Rajoy, the leader of the conservative Popular Party (PP), lost the vote of confidence with 189 votes against and 170 in favour after an often acrimonious debate in parliament.
He needed an absolute majority of 176 seats in the 350-seat assembly but was backed only by his own party, the centrist Ciudadanos and a lone MP from the Canary Islands.
The PP, in power since 2011, won the most seats in elections held in December and June but fell short of an absolute majority both times as voters angry over corruption and austerity flocked to new formations.
Another confidence vote will be held on Friday in which Rajoy only needs more votes in favour than against but there is little to indicate he will win that one either.
The Socialists, who came second in the polls, have steadfastly refused to back Rajoy. Socialist leader Pedro Sanchez told the assembly Rajoy “has no credibility”.
If there is no breakthrough two months after Wednesday's parliamentary ballot, vote-weary Spaniards will be asked to return to the polls on December 25th – the date determined by timings laid out in Spanish election law.
But the Socialists and other parties have already proposed shortening the campaign so a repeat election could be held on December 18, in a sign that fresh polls are looming.
“Given the parties' entrenched positions, a third round of elections” is now the most likely scenario, said Antonio Barroso, a Spanish political analyst at Teneo Intelligence, a think tank in London.
'Damage to democracy'
Rajoy accused the Socialists of “stubbornly wanting new elections” and warned the political deadlock risks jeopardising Spain's economy and even raises questions about democracy.

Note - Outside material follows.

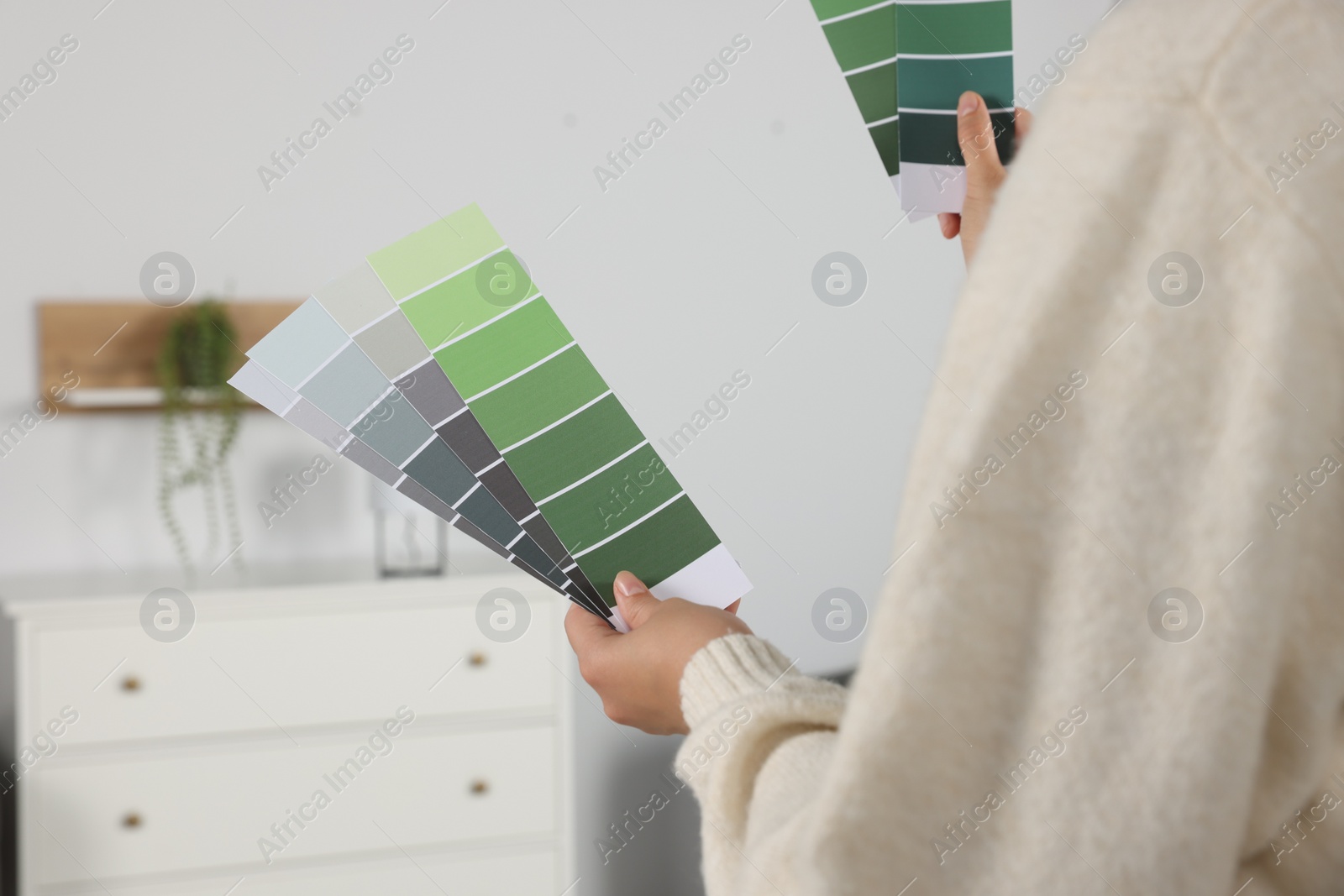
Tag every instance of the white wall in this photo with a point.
(691, 266)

“It is hard to think of anything that could cause more damage to Spanish democracy than telling citizens that their vote has been useless on two occasions and that a general election needs to be held for a third time,” he said.
Spain suffered a painful economic slump when a housing bubble burst in 2008 but has bounced back to become of the eurozone's most dynamic economies, growing for 12 straight quarters.
But the political stalemate has begun to show signs of taking its toll on the economy.
Although Rajoy remains in office as acting prime minister, he has no power to propose legislation or spend on new infrastructure projects such as roads and railways.
Spain's public works ministry and the state companies it oversees spent 20 percent less on contracts in the first six months of this year than they did in 2015.
The lack of a fully-functioning government has also delayed the drafting of a 2017 budget, which needs to be approved by mid-October to comply with European Union rules.
And weary voters are growing increasingly frustrated with politicians and their inability to compromise to form a government.
“They are have no shame, they only look after their own good, not the good of the country,” said Jesus Ruiz, a 48-year-old builder as he repaired a fountain near the 17th century palace in Madrid that houses the foreign ministry.
One factor that could change the political calculus is the result of regional elections in the Basque Country on September 25th.
The Basque Nationalist Party (PNV), which has five seats, could support Rajoy nationally if it needs the backing of the PP to govern in the Basque Country following the regional polls.
The PNV has backed minority PP governments in the past but Rajoy angered the party during a debate in parliament by focusing on the defence of Spanish unity.
“You did not make a minimal effort to win our support,” Aitor Esteban, a party MP told Rajoy in parliament.